Great Britain 1700-1800: Industrial Revolution brings huge changes to industry. Eventually, small potteries can not compete, but this encourages development of genuinely alternate "art pottery" or studio potters. Technical improvements introduced into Staffordshire (main pottery area): Stoneware produced by John Dwight and Elers brothers (from Holland) end of 17th c--lathe-turned, precise shapes influenced by Chinese Yixing wares. Calcined flint added to make white body, salt glaze stoneware. Creamware perfected by Wedgwood--low fire earthenware, cheap, light colour takes decoration, industrial parallels development of consumer culture, emphasis on dining, etiquette, fashion. Creamwares after 1760 revolutionize tablewares available to middle classes, replace tin glaze.
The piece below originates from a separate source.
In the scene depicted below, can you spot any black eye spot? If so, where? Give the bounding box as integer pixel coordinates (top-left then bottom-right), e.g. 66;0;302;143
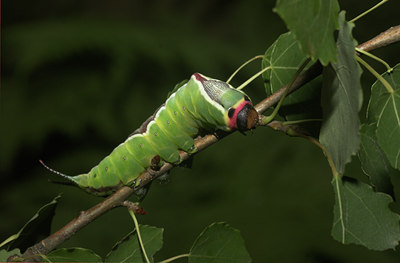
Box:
228;108;235;118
Ralph Daniel introduces plaster of Paris from Continent for molds in 1740s--used for press molding salt glaze wares (slip casting not economical until introduction of deflocculants in 19th c.). Transfer printing introduced 1753. First used on enamels, but adapted to pottery. Copper plate printed ink on tissue or oil on gelatin bat. Oil transferred to pot, dusted with oxides for colour. Allowed for efficient, mass-produced decoration, popularity of prints (Hogarth and others), political commentary, souvenir jugs etc. Thomas Whieldon (1719-95) "agate wares" (white clay body coloured with iron, manganese, cobalt—clay wedged together to marbleize, imitate stone) and "tortoiseshell wares" (glaze colours dusted on, mix with streaky glaze). Enoch Booth introduces biscuit firing, which allows pots to be produced one place, decorated at another.
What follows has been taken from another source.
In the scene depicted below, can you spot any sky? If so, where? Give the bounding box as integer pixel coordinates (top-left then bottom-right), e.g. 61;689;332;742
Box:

Redware, or red stoneware, was a popular type of unglazed pottery in the mid-eighteenth century in many parts of Europe, especially the Low Countries and England. It was principally intended to imitate Chinese tablewares for the preparation and serving of tea. In Stafforsdshire, the preparation of the red clays, using local Stafforsdshire clays which fired at a high temperature, had been perfected at the end of the seventeenth century by the Dutch brothers John Philip and David Elers. They produced exceptionally finely made teapots, mugs and tea canisters. The subsequent manufacture in the 1760s of unglazed red 'useful' wares was one of the ways in which Josiah Wedgwood established his name as a potter in the late eighteenth century. Wedgwood refined the body, and called it “rosso antico.” The most common surviving pieces are mugs, tankards, teapots and coffeepots. Shapes were made using plaster moulds.
Josiah Wedgwood (1730-1795): brilliant innovator, businessman, encourages canals, opposes slavery, supports French/American revolutions (real paradox!). Capitalizes on vogue for consumer goods, neoclassical decorative wares, improves creamware body--"Queensware"--admired by Queen Charlotte, wife of George III. "Frog Service" 1773 for Catherine the Great of Russia. Designs often based on metalwares, pierced wares, transfer printed. Jasperware: body coloured with cobalt other minerals (later, just dipped)--designs by leading neoclassical artists, copied from archaeological designs published by Sir William Hamilton and others from Pompeii, Herculaneum--used in furniture, tea services, jewellery, decorative vases—extremely elaborate and ornate.
Wedgwood produced a copy of the celebrated Portland Vase in black-and-white jasper-ware. The original, attributed to the Roman gem-cutter Dioskourides, is in the style of works made between 30 and 20 B.C. After its discovery in the late sixteenth century in the tomb of the Emperor Septimius Severus, it became one of the most admired works of antiquity and passed through an illustrious series of collections, among them those of Cardinal Barberini, Sir William Hamilton, and finally, the duchess of Portland, who donated it to the British Museum. The iconography remains a mystery, though many interpretations have been offered. A recent theory is that the frieze depicts (as the vessel is turned) Peleus entering to meet Thetis in the presence of her parents and Aphrodite and that the vase was made as a wedding present for the Emperor Augustus's daughter Julia on her marriage to Marcus Claudius Marcellus, her cousin, in 25 B.C. Wedgwood continued to issue editions of the vase throughout the 19th and 20th c.
The research of Josiah Wedgwood I (1730-95), and his experiments with various types of clays and methods of firing led to the production of creamware from the early 1760s. Wares made at Wedgwood in Burslem were sent to Liverpool to John Sadler (1720-89) and Guy Green (retired 1799) to be decorated with transfer prints.